Righting America

A forum for scholarly conversation about Christianity, culture, and politics in the US
Right Makes Might | Righting America

by Jason A. Hentschel

Jason A. Hentschel has a Ph.D. in theology from the University of Dayton, and is currently senior pastor at Wyoming Baptist Church (Wyoming, OH). His research focuses on the intersection of evangelicalism and modern American culture. He has contributed chapters to The Bible in American Life and The Handbook of the Bible in America, both of which were published by Oxford University Press in 2017. He is currently revising his book manuscript, “Inerrancy and the Evangelical Quest for Certainty,” for publication.

White evangelicals converting to Catholicism is a thing. Scott Hahn once called it, rather endearingly, Rome Sweet Home. Christian Smith, on the other hand, went with a bit more snark: How to Go from Being a Good Evangelical to a Committed Catholic in Ninety-five Difficult Steps. Whatever their differences, both Hahn and Smith found it important that they offer explanations for their conversions. Come to find out, there’s an awful lot at stake, and it’s something much different than anything that resembles trusting Jesus or becoming part of a community of faith. It’s much more about their desire for certainty and where they can find it.

I graduated college after the landmark ecumenical statement, “Evangelicals and Catholics Together,” had just entered its second decade. Even in those years, quite a few of my classmates had already begun to walk through the doors that statement opened. While I never took the plunge myself – though I did graduate work at an unapologetically Catholic university – I largely shared the same spirit. To be sure, most of us weren’t your typical disaffected evangelicals. The left never really attracted us. Instead, what did was a more traditional, indeed, a more hierarchically authoritative right. Call it a strange twist on the liturgical movement, we yearned for more theological regulation in the midst of what we were taught to be believe was a wildly escalating cultural relativism.
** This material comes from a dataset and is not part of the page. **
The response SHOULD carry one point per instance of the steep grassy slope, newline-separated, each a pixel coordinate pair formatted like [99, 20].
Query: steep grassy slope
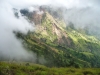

We harbored a deep desire for a more stable authority, a desire born out of frustration with the democratization of American Christianity and the pervasive interpretive pluralism intrinsic to the standard evangelical approaches to the Bible upon which we cut our teeth. In the end, this desire for certainty led many of my friends to trade a singular dependence upon the Bible for what, to all appearances, was a more stable and certain authority in the Roman Magisterium.

Though of a different generation entirely, Hahn’s story is typical of many (not all) converts I know. By and large, it’s an account of one evangelical who thought himself into the Roman Church. Once a staunch anti-Catholic polemicist, Hahn did not so much convert as conclude, after years of earnest reading and intellectual debate, that it was the Catholics who got the Bible right after all. As a case in point, Hahn tells us that he became increasingly dissatisfied with the traditional Protestant position that what we have in the Bible is, as he puts it, “a fallible collection of infallible documents.” What he needed was to be “certain,” certain that it really was God’s infallible Word that he was reading. That desire for certainty is key. By his own admission, Hahn was after what he believed to be the sole objective truth – that one correct interpretation of the Bible upon which he could hang his hat in the midst of the cacophony of voices that was then late twentieth-century America.

In some ways, Christian Smith’s story stands in stark contrast to Hahn’s. He comes right out and rejects the desire for certainty that had earlier set Hahn and others on the road to Rome, and he rails against exchanging the evangelical doctrine of biblical inerrancy for a similarly misguided view of a supposedly equally infallible Magisterium. And yet, while the Catholic Church might not offer the certainty that some evangelicals want, Smith admits that it provides “well-warranted claims about the truth of things,” so that we “can believe with great confidence that what the Church teaches as true really is true.” Exactly how different is this “great confidence” of Smith’s from the “certainty” discovered by Hahn? In practice, it would seem, not very much at all.

And that’s the revelatory thing about this particular wave of conservative evangelical conversions to Catholicism – what is sought and gained is a renewed sense that what we know to be true is really true. When casting votes or in other ways grappling with Western pluralism, Smith’s confidence and Hahn’s certainty come to look very much the same. Where else are we seeing this better played out than on the battlefield of American politics today? In a world of hyper-partisanship and watertight binaries where all that really matters is overturning Roe v. Wade and where the President can rally his supporters with the threat that the very survival of their religion is on the line, there is simply no room left for any genuine discussion and debate, much less the recognition of legitimate differences of opinion or – God forbid – doubt. In a world where right makes might, we had better figure out what is right.